Using Relational Databases with Python

Author: Andrew J. Todd esq <andy47@halfcooked.com>
Date: September, 2006
License: GNU Free Documentation License

Abstract

Python has a standard mechanism for accessing databases called the Database API (DB-API). It is documented in Python PEP 249 and is influenced by ODBC, JDBC and to a lesser extent Perl's DBI. Modules are available for most of the popular relational databases and a number of non-relational databases as well.

Introduction

In this presentation to OSDC 2006 I'll talk about how you can use Python to access data stored in databases and the various tools and technologies available to help you. Primarily I'll be focussing on relational databases, although you can use Python to access other data stores. I'll also, for illustration, refer to the ways that databases are accessed and used in other programming languages such as Java, Perl and PHP.

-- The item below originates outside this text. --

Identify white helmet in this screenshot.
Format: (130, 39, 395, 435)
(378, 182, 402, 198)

Writing Python code to access databases is made easier by the presence of the Python Database API (commonly referred to as the DB-API). Because it is a pythonic API it fits nicely into existing Python code and allows Python programmers to easily store and retrieve data from databases.

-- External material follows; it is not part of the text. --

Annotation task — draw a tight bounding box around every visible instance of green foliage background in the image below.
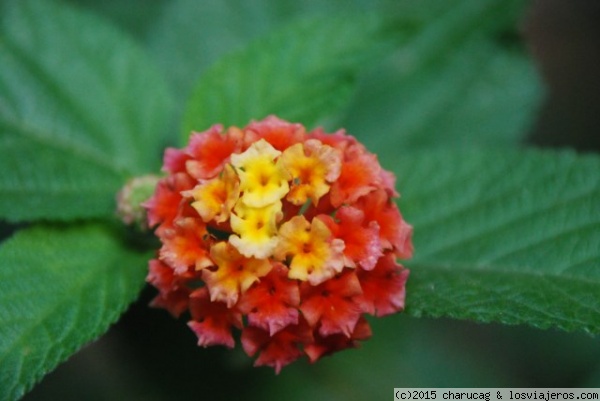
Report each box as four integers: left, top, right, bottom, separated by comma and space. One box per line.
0, 0, 598, 400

The Python DB-API specifies a way to connect to databases and issue commands to them. This gives the advantage that there is a standard way to write code that deals with a database using connections, cursors and transactions. It also defines a standard exception hierarchy that modules must implement.

The DB-API has support for bind variables, data type mapping and transactions. Each of these latter features have multiple implementation options. The DB-API specifies a number of optional extensions in the form of additional attributes and methods that DB-API modules and classes may implement.

The DB-API gives a common starting point for anyone writing code to interact with databases. However there are parts of the standard with multiple implementations and the presence of optional features means that writing cross database code is rather problematic. The addition of inconsistencies in SQL support of the different databases makes this is less of a problem than it could be. Even if each of the Python DB-API modules had exactly the same public interface the SQL commands they need to be given would still be different.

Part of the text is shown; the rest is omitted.